The draft document, when and as it will be promulgated, will be dispositive for the Particular Churches entrusted to those Bishops. And, I am sure, supplemented by verbal guidance or confidential communication from the respective diocesan bishop to his presbyterate. All that is beyond the canonical competence of ANY lay person. The bishop may decide not even to engage the deacons of the diocese in his expositions and delineations…which is absolutely his prerogative.
You keep returning to points that are simply valueless.
There is no need for any further public statement or declaration whatsoever by the Vicar of Christ. Official direction comes from the Pope by many means, which hardly need involve advising the lay faithful…in any way, shape, or form. The lay faithful are to comply with the directive of the hierarchy just as the presbyterate is to carry out what the bishop directs; those at these respective level (the presbyterate and laity) are not implicated in the implementation of such directives as they are brought into existence…
Over the decades, I have been in receipt of many letters, often transmitted for convenience through the nuncio to the Conferences of Bishops around the world (including my own) with official directives from the Holy Father or from one of the dicasteries. You seem to have no familiarity with how things are actually transmitted.
The laity are not informed in these many instances because the laity, frankly, are not implicated in any meaningful way. Period.
There is often no need to advise the laity of the Church of any change in pastoral practices…and certainly not that are extremely narrow in their application. Anymore than they are in need of advisement on issues related to, for example, certain cases involving the internal forum, which guidance comes to us from the Holy See, or on specific procedures related to recourse in an appeal process engaging the tribunals, similarly communicated to us by the Holy See…to use but two of what could be many examples.
That you think something or everything should be communicated in very public ways is perfectly meaningless. And perfectly purposeless.
Communications also come, from the diocesan bishop but above all from the Holy See, under varying categories of confidentiality.
Ultimately when it concerns matters that are the prerogative of the Pope alone or of the Bishops (or some number of them) with the Pope or to the extent it devolves to them, the Bishops alone, that is the locus of activity. Not with the lay faithful. Not in the media. Not in public. That point should be, by this point, crystal clear.

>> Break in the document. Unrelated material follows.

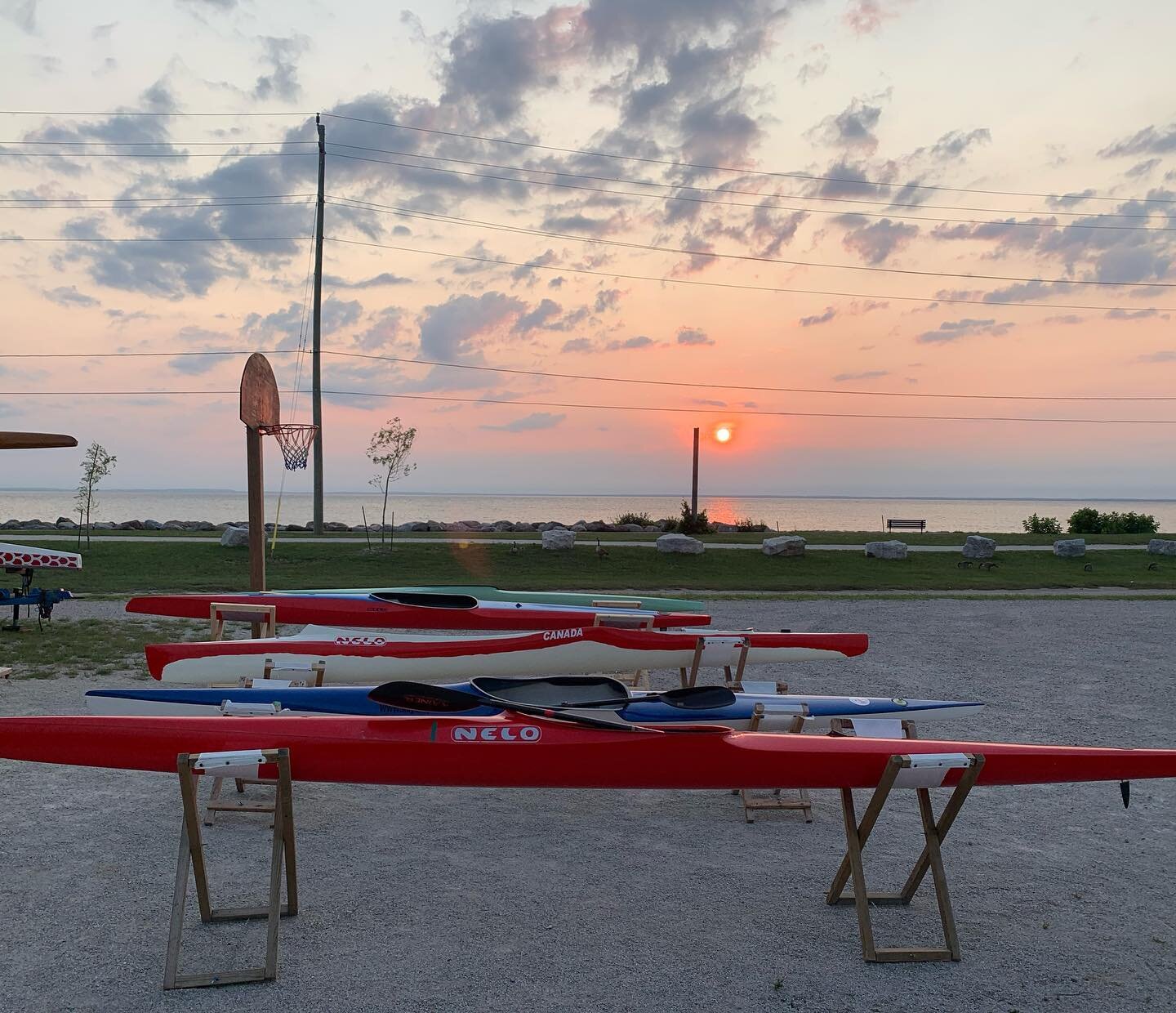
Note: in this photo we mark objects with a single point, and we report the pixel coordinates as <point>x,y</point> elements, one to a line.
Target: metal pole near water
<point>694,484</point>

When you make a statement “A change of that magnitude requires some sort of clear notice” you demonstrate thereby that you do not know of what you speak. The statement is an error in fact, from the perspective of theology and ecclesiology.

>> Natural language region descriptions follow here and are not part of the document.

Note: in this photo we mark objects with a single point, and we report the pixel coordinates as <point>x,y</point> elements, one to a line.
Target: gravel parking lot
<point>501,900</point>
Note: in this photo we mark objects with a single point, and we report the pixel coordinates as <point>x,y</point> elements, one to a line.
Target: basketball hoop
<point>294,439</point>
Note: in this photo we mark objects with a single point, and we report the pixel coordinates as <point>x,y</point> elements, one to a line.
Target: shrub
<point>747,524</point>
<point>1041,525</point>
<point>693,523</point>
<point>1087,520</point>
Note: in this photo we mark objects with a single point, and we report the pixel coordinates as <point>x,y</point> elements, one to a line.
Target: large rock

You may wish that it were otherwise but the wishing does not oblige the Successors of the Apostles to act in any way other than the way in which they, in fact, freely and deliberately act.
You probably meant to say authoritatively interpret or clarify. Otherwise, parents, theologians and other teachers would be denied their lay apostolate. We don’t appear to have a disagreement.
No. You are wrong in what you suppose I meant to say. I said exactly what I wrote, in the formulation I wrote it, for specific theological reason.
A parent, a theologian, a teacher or anyone engaged in a lay apostolate
transmits the teaching of the Magisterium.
Interprets is a technical term and it does not apply in the categories you cite.
Even those of us who hold a mandate as theologian are, by that vocation, at the service of the Magisterium. We do not interpret the Magisterium. We explicate what the Magisterium articulates.
In the service of our respective bishop as his theological advisor or as
periti to a gathering of bishops, we will offer our advice and our counsel that derives from our lifetime of study and research in so far as we are asked or consulted. The bishops, under the guidance of the Holy Spirit, may accept, amend, or reject that which we have offered…for they alone…the Successors of the Apostles…either the successor of Peter acting alone or the college acting with and under Peter’s Successor…are the guardians of the Sacred Deposit of the Faith and the ones who also govern its applications.
To
interpret, as to
define, has a specific and technical definition in theology related to the Magisterium. You manifest by your statement a lack of acquaintance with the terminology which therefore makes me arrive at the conclusion, after reading so many posts, that the attempt of explaining this topic yet one more time would be truly a fruitless effort.
As for the pastoral accompaniment that is being discussed, let us be crystal clear. A lay person may say something is “not going to happen”…they may say that the action requires some “official declaration” according to some manifestation that they conjure in their own mind…they may think other avenues of proceeding wrong…but such musings do not impede the process that is proceeding apace, even as I type this post.